後半3分、栃木ウーヴァFCは左サイドからのクロスをファーサイドにいたFW25若林学が頭で折り返すと、最後は中央で構えていたMF32竹内優が頭で合わせ、ボールをゴールへと送り込んだ。2点差は安全な得点差ではないとよく言うが、栃木ウーヴァFCはその危うい得点差を一つ縮めた。

やはり攻めきれない栃木ウーヴァFC

勝利へ一つ迫った栃木ウーヴァFCではあったが、作戦変更も長く効果を発揮せず、再び攻めあぐねる時間が続く。前へボールを持っていけはしているのだが、攻撃の起点となりうるところでことごとく潰される。もうひとつダイナミックな動きを追加すればば打開の一つでも出来たように見えたが、そこまで余裕が無いのだろう。
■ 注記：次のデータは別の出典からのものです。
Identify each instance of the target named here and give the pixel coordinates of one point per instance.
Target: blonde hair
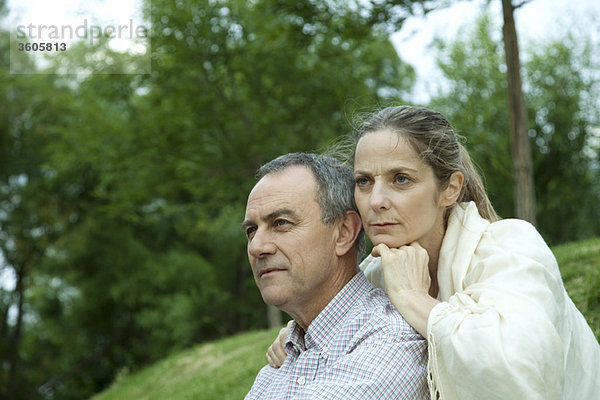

後半33分、栃木ウーヴァFCは右サイドFKから放り込み、ファーサイドのDF4栗原英明が頭で落とし、DF33岡田祐政が詰めようとしたが、決まらない。後半43分には相手GKのクリアミスをMF32竹内優がループシュートでゴールを狙ったが、MF7岩田啓佑にラインぎわで防がれる。

横河武蔵野FC完全復活

終始冷静な守備を披露した横河武蔵野FCが先行した2得点を守りきって2-1で勝利。依田監督が目指していたであろう一つの完成系を披露した試合となった。天皇杯3回戦を突破した実力は伊達じゃない。選手一人一人が自信をもってプレーしており、肩の力が抜けている分伸び伸びとプレーできていた。少なくとも今年の初旬には見られなかった光景だ。どうやら武蔵野陸上競技場では今季2勝目らしい。もはやムサリクで勝てないジンクスは崩壊している。暖かく見守ってくれているお客さんに恩返しをする時がきた。

突破口が見えない栃木ウーヴァFC。方針としては決して悪くないのだが・・というのはついこの前も書いたところ。しかし横河武蔵野FCの復調ぶりを目の当たりにすると、栃木ウーヴァFCも何か一つきっかけがあれば変われるのかもしれない。・・無責任な事しか言えないが。